Last week, dine-in sales represented an average of 11% of total limited-service sales and 13% of total sales in full-service restaurants. Before the pandemic full-service, dine-in sales averaged 86% to 88% of sales. Comp sales for the industry were -45% during the week ending May 3, a 2.5% improvement over the prior week. The early results suggest a slow recovery as even the reduced capacity of the dining areas are under-utilized.

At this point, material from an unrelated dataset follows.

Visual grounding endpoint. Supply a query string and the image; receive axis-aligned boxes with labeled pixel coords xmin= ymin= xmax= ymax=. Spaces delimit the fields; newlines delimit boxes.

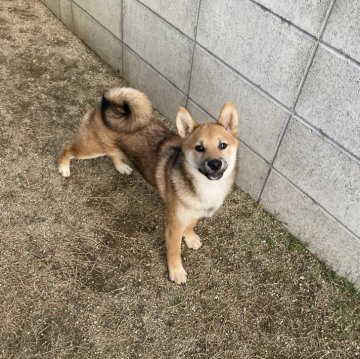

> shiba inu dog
xmin=58 ymin=87 xmax=238 ymax=284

Consensus sales and EPS estimates for Sysco’s are too high based on this pace of recovery.

GOLF

Click here to read our analyst's original report.

Temporary Coverage Restriction Notice – Acushnet Company (GOLF)

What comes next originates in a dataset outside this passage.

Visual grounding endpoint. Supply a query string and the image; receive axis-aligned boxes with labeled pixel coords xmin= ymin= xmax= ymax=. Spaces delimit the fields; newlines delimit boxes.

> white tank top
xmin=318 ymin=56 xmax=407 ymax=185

From time to time, during the ordinary course of conducting our investing research, circumstances or events outside our control can cause us to temporarily restrict or halt our research coverage of a specific security.  It’s inconvenient for Hedgeye analysts and our subscribers.

But we believe it is the appropriate and ethical way to conduct business.

Please be advised that Coverage of Acushnet Company (Ticker: GOLF) has been temporary halted at this time.  We hope to resume coverage soon.  Unfortunately, we cannot comment further and are unaware of exactly when we will be able to resume coverage. 

BYD

If we apply the state by state reopening cadence + assume that casinos will only be included in either Phase 3 or later, it might not be until the end of Q2’20 before Boyd Gaming's (BYD) properties are fully open.  Important to also note that these reopening forecasts assume that there are no setbacks during the phases (i.e. case count accelerations or spikes in positive Covid-19 test rates). 

Unfortunately, the outlook for the Strip is pretty dire given the shutdown, layoffs, customer demographics, and reliance on travel.  Las Vegas is one of the most travel oriented economies in the US and the travel environment will likely take a long time to recover. While all US casinos will face severe social distancing restrictions upon re-opening that will likely soften demand, the Las Vegas metro area will be under more economic pressure than most US jurisdictions.  We see a recovery period of over 3 years for the Locals market to get back to 2019 levels of revenue. The setup is indeed bleak for BYD’s LV Locals business (29% of 2019 property EBITDAR).

We are firm on the short thesis.

BABA 

Alibaba (BABA) releases FQ4 2020 earnings next Friday, May 22nd around 7am ET, followed by a conference call at 7:30am ET

Consensus estimates have dropped by 2-3% since BABA's FQ3 earnings call.  We think it's enough for FQ4 2020, as we're in-line with consensus on revenues and EBITA.  A better March partially offset a disastrous February.  Billions (RMB) of govt vouchers have certainly helped e-commerce sales recently. 

However, we still believe BABA is lagging its main peers, given its exposure to international supply disruptions stemming from COVID-19, market share losses to PDD, JD and other competitors, and overexposure to the lagging apparel category.  In addition, BABA is most exposed among the Big 3 on any further tariffs or other punitive measures from President Trump.